Digital Detox erleichtert den Berufsalltag

Weniger online, mehr bei sich
txn. Ständige Erreichbarkeit, flackernde Displays, klingelnde Messenger – der Arbeitsalltag vieler Berufstätiger spielt sich heute auf mehreren Bildschirmen gleichzeitig ab. Die Grenze zwischen Konzentration und Zerstreuung ist dabei oft fließend. Besonders in Berufen mit hohem Kommunikationsaufkommen oder digitalen Schnittstellen entsteht ein Gefühl permanenter Anspannung – auch dann, wenn längst Feierabend ist.
Zunehmend zeigt sich jedoch: Wer im Job dauerhaft auf Empfang steht, verliert nicht nur an Konzentration, sondern auch an Erholung. Deshalb setzen immer mehr Berufstätige auf Digital Detox – nicht als Technikkritik, sondern als Strategie zur gezielten Entlastung. Im beruflichen Kontext lässt sich dieser Ansatz konkret umsetzen, ohne das Tagesgeschäft zu gefährden.
Abschalten üben – in kleinen Etappen
Hilfreich ist es zunächst, feste Zeiträume zu definieren, in denen bewusst auf digitale Reize verzichtet wird. Schon kurze Intervalle wie 30 Minuten ohne Bildschirm nach Arbeitsende oder ein halber Tag am Wochenende ohne Smartphone können erste Wirkung zeigen. Einige Mitarbeitende berichten von besonders positiven Effekten bei digitalen Auszeiten von 24 Stunden – etwa von Samstagabend bis Sonntagabend. Solche Phasen schaffen Abstand, ohne dass gleich der ganze Alltag umgekrempelt werden muss.

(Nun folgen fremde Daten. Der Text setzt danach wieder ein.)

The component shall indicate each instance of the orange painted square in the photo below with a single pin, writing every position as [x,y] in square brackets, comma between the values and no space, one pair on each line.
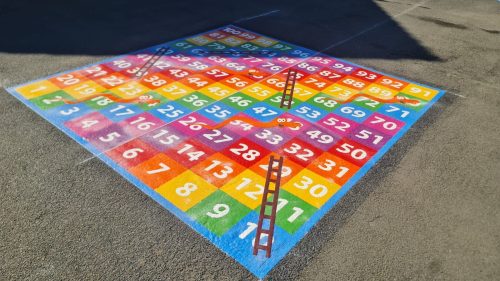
[288,171]
[146,170]
[333,168]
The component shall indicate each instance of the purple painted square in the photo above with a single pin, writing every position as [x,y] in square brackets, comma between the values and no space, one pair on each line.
[319,137]
[338,125]
[163,138]
[88,124]
[188,125]
[369,137]
[109,137]
[384,124]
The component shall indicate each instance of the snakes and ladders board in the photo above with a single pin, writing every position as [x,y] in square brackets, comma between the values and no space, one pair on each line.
[213,179]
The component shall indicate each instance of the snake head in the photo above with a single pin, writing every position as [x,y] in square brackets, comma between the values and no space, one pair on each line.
[281,121]
[405,100]
[148,99]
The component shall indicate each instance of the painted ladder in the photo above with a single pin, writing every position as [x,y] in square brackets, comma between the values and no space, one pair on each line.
[287,97]
[274,177]
[156,56]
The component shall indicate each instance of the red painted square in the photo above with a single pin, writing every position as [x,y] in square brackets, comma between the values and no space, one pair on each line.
[155,80]
[196,81]
[316,82]
[112,80]
[392,83]
[366,75]
[353,83]
[217,73]
[329,75]
[177,73]
[237,82]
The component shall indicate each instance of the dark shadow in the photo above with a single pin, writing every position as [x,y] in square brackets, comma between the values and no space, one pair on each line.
[93,27]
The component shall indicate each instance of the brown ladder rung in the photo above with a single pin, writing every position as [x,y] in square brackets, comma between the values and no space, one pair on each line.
[274,205]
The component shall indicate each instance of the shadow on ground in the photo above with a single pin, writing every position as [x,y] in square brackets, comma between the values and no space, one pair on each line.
[94,27]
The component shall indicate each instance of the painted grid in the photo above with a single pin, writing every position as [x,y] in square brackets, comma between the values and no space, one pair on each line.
[212,179]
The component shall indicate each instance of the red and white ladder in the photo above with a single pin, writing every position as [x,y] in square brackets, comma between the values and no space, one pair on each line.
[287,97]
[266,222]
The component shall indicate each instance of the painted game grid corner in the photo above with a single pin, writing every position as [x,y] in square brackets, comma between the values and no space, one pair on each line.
[213,179]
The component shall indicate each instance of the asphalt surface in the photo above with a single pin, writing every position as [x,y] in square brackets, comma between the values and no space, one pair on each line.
[429,210]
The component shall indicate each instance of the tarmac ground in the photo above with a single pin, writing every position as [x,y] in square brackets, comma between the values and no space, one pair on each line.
[429,209]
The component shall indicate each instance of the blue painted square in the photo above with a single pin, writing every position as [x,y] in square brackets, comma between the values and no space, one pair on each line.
[239,240]
[353,112]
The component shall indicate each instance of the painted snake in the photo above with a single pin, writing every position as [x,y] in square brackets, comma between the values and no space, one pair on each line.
[147,99]
[278,122]
[397,99]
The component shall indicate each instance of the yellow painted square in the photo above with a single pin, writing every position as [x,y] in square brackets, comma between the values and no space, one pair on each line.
[247,188]
[186,190]
[200,40]
[232,41]
[37,89]
[302,92]
[217,91]
[420,92]
[85,89]
[340,92]
[130,90]
[259,91]
[380,92]
[264,41]
[174,90]
[311,187]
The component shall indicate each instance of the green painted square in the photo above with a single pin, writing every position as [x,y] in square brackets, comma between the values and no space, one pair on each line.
[195,101]
[156,96]
[218,212]
[367,103]
[239,101]
[282,47]
[249,46]
[51,100]
[323,101]
[422,104]
[275,101]
[100,102]
[292,212]
[182,45]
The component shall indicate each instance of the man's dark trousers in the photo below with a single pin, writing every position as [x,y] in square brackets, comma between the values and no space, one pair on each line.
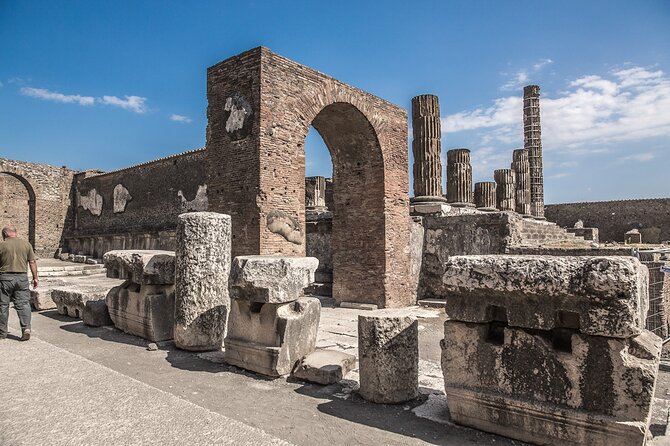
[14,287]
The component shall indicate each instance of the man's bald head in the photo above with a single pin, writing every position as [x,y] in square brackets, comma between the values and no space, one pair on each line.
[8,231]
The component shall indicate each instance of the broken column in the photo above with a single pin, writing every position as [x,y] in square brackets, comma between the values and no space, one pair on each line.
[144,304]
[459,178]
[505,189]
[271,324]
[550,350]
[485,196]
[388,350]
[426,149]
[201,290]
[532,141]
[521,168]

Zentral ist dabei, digitale Grenzen klar abzustecken. Push-Nachrichten außerhalb der Arbeitszeit zu deaktivieren, feste Zeiten zum E-Mail-Check einzuplanen oder das Smartphone in Pausen konsequent aus der Hand zu legen – das sind einfache, aber wirksame Maßnahmen. Wer sie regelmäßig anwendet, stellt oft fest, dass die Reizschwelle sinkt und sich die Gedanken wieder stärker auf das Wesentliche fokussieren lassen.
Arbeitsräume schaffen, die offline wirken
Auch die Gestaltung des Arbeitsplatzes kann eine wichtige Rolle spielen. In einigen Unternehmen werden bereits „bildschirmfreie Zonen“ eingerichtet – etwa in der Kantine oder in Ruhebereichen. Dort bleibt das Diensthandy bewusst ausgeschaltet. In Meetings wiederum kann es hilfreich sein, Laptops oder Tablets gelegentlich beiseite zulegen und Besprechungen mit analogen Mitteln durchzuführen. Das reduziert Ablenkung und fördert den direkten Austausch. Petra Timm, Pressesprecherin des Personaldienstleisters Randstad, beobachtet in der Praxis einen klaren Zusammenhang zwischen digitaler Selbststeuerung und beruflichem Wohlbefinden: „Wer sein Smartphone am Arbeitsplatz konsequent auf lautlos stellt und außer Sichtweite legt, schafft sich ein Stück ungestörte Konzentration zurück – oft genügen dafür schon wenige Stunden am Tag. Diese einfache Veränderung kann den gesamten Arbeitsrhythmus positiv beeinflussen.“
Besonders wirksam wird Digital Detox, wenn Führungskräfte mit gutem Beispiel vorangehen. Wer als Vorgesetzte oder Vorgesetzter selbst digitale Ruhezeiten einhält, keine E-Mails spät in der Nacht versendet und auch im Urlaub nicht erreichbar ist, schafft ein Umfeld, das Pausen legitimiert. Das signalisiert nicht nur Vertrauen, sondern schützt auch vor stillen Erwartungshaltungen, rund um die Uhr verfügbar sein zu müssen.
Digital Detox heißt nicht Verzicht, sondern Verantwortung
Wichtig bleibt: Es braucht keine radikalen Schritte. Digital Detox ist keine Frage der absoluten Entsagung, sondern der bewussten Dosis. Schon kleine Veränderungen im Verhalten können große Wirkung entfalten. Ob es darum geht, am Wochenende das Handy aus dem Wohnzimmer zu verbannen, sich beim Pendeln nicht durch Feeds zu scrollen oder regelmäßig einen Moment ins Leere zu schauen – all das trägt dazu bei, dass Erholung wieder stattfinden kann.
txn. Weniger Bildschirm, mehr Fokus: Kleine digitale Pausen im Berufsalltag fördern Konzentration und Erholung. Schon kurze Offline-Zeiten helfen, Stress zu reduzieren und die eigene Aufmerksamkeit bewusst zu steuern.